Regularly sealing concrete maintains its longevity and durability for decades to come. Exterior surfaces need protection from the extreme temperatures, inclement weather, heavy impacts, or harsh abrasion. Interior surfaces benefit from sealants that offer protection against heavy foot-traffic, damaging cleaning supplies, and staining.
New Concrete Surfaces
For new concrete, allow at least one month for it to cure completely before applying a sealant.
Cleaning and Damage Repair to Existing Concrete Surfaces
No matter what kind of surface you’re sealing or sealer you’re using, unless you have freshly poured the concrete, the first step of the process is always to prep the surface with a thorough cleaning. You will need to either repair or resurface the concrete if any damage exists. From that point on, the processes differ slightly depending on the specifics of your project.
After giving an exterior surface a good power wash or after sweeping and scrubbing indoor surfaces, check the condition of your concrete surface. Some surfaces may need to be sanded or ground until perfectly smooth for the sealant to bond appropriately. Penetrating sealers are more forgiving in this regard than acrylic, epoxy, or polyurethane sealants.
If the concrete already has had sealant applied, we recommend stripping it from the surface before resealing. The exception to this is if you are applying the same brand of sealant and the manufacturer recommends layering applications over time.
For both interior and exterior surfaces, allow 24 hours for all moisture on the surface from cleaning or stripping concrete to dry after cleaning before applying a sealer.
Also, before using any sealant, damaged areas in the concrete surface must be repaired. Any surface that is not smooth due to pitting, cracks, erosion, or spalling must be patched and repaired or resurfaced completely before applying a sealer. Allow for appropriate drying time of any repair materials used.

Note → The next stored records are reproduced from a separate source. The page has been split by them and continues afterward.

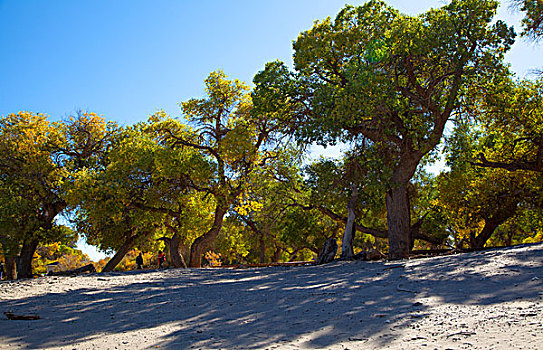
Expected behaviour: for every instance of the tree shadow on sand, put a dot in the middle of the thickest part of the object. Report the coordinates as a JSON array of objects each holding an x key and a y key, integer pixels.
[{"x": 315, "y": 306}]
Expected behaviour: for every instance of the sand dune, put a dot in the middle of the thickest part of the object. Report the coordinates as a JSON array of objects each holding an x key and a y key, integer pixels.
[{"x": 485, "y": 300}]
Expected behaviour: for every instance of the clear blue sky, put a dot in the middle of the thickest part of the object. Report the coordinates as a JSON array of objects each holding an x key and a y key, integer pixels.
[{"x": 126, "y": 58}]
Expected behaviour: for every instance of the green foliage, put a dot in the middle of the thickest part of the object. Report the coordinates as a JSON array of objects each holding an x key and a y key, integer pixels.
[{"x": 532, "y": 23}]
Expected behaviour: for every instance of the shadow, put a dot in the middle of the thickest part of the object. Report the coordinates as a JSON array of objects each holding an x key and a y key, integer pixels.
[{"x": 343, "y": 303}]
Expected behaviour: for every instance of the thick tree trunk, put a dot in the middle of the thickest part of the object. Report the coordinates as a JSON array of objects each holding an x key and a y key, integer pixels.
[
  {"x": 262, "y": 248},
  {"x": 347, "y": 251},
  {"x": 11, "y": 268},
  {"x": 276, "y": 255},
  {"x": 399, "y": 222},
  {"x": 328, "y": 251},
  {"x": 119, "y": 255},
  {"x": 176, "y": 255},
  {"x": 24, "y": 264},
  {"x": 205, "y": 241}
]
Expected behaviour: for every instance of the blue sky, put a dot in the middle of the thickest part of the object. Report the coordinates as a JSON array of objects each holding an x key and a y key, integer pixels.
[{"x": 125, "y": 59}]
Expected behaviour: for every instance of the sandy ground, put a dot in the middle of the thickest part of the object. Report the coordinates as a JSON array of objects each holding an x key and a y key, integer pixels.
[{"x": 485, "y": 300}]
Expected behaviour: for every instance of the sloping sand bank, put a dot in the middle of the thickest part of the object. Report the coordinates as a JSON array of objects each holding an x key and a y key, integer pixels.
[{"x": 485, "y": 300}]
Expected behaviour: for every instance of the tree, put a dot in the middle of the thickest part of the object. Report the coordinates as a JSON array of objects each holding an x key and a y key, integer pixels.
[
  {"x": 141, "y": 193},
  {"x": 532, "y": 22},
  {"x": 230, "y": 136},
  {"x": 391, "y": 82},
  {"x": 511, "y": 113},
  {"x": 38, "y": 159}
]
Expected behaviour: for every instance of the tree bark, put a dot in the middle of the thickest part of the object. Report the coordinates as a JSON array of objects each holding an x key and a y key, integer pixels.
[
  {"x": 11, "y": 268},
  {"x": 205, "y": 241},
  {"x": 24, "y": 265},
  {"x": 262, "y": 248},
  {"x": 276, "y": 255},
  {"x": 347, "y": 251},
  {"x": 399, "y": 222},
  {"x": 480, "y": 240},
  {"x": 119, "y": 255}
]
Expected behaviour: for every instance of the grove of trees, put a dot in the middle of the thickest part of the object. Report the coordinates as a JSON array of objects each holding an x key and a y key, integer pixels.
[{"x": 229, "y": 181}]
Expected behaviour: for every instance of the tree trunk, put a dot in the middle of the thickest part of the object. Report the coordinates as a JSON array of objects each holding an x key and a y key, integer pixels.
[
  {"x": 347, "y": 251},
  {"x": 176, "y": 255},
  {"x": 205, "y": 241},
  {"x": 119, "y": 255},
  {"x": 11, "y": 268},
  {"x": 276, "y": 255},
  {"x": 262, "y": 248},
  {"x": 24, "y": 265},
  {"x": 480, "y": 240},
  {"x": 399, "y": 222}
]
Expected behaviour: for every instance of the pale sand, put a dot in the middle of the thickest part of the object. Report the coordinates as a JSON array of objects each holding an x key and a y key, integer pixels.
[{"x": 485, "y": 300}]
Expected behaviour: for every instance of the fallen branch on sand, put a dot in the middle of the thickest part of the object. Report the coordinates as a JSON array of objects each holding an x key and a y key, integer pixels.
[
  {"x": 12, "y": 316},
  {"x": 400, "y": 289}
]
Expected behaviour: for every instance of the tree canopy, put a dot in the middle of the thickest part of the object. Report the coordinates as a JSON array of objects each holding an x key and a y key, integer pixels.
[{"x": 228, "y": 180}]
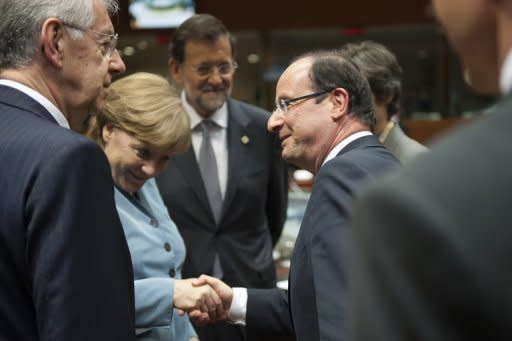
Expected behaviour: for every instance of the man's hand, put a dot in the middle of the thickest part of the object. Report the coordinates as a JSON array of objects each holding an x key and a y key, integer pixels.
[
  {"x": 224, "y": 292},
  {"x": 198, "y": 297}
]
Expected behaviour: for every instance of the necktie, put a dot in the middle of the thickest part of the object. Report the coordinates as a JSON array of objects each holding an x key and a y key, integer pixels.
[{"x": 209, "y": 170}]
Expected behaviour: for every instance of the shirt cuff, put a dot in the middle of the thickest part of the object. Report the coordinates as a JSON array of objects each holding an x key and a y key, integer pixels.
[{"x": 238, "y": 308}]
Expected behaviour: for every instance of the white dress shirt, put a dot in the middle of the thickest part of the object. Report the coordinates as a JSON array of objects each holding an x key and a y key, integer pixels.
[
  {"x": 218, "y": 138},
  {"x": 45, "y": 102}
]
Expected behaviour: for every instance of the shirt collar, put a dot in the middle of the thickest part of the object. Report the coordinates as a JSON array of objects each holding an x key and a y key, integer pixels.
[
  {"x": 220, "y": 117},
  {"x": 45, "y": 102},
  {"x": 339, "y": 147},
  {"x": 506, "y": 74}
]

For indoor surfaces, before repairing any damaged areas or applying any sealer, use a degreaser to ensure the materials will bond appropriately. For outdoor spaces, make sure that any materials such as oil or paint are removed using solvents, detergent, or acid. Allow 24 hours drying time after applying and scrubbing off any cleaning agents.
Once you have a smooth, clean, dry surface to work with, you’re almost ready to apply the sealer.
Preparing the Work Space
For interior concrete surfaces, remove trim such as molding and baseboards. You may also want to use protective tape or sheeting to adjacent surfaces.
For exterior surfaces, the most important step before applying a sealer is to check the weather. Most sealants require a minimum of 50°F and a maximum of 90°F for application, and you’ll want to avoid rain for the duration of the application process as well as a 5-day curing period for most sealant types.
Applying the Concrete Sealer
Follow the manufacturer’s instructions as to the recommended number of coats to use, whether you should use a roller or sprayer for application, and the drying time necessary for curing. Typically, curing time is 1-2 days, and most sealers will require a two-coat application.
Some penetrating sealers may even need three or more coats. Some sealers, such as polyurethanes have high levels of VOCs (volatile organic compounds) so be aware that a respirator or mask may be needed.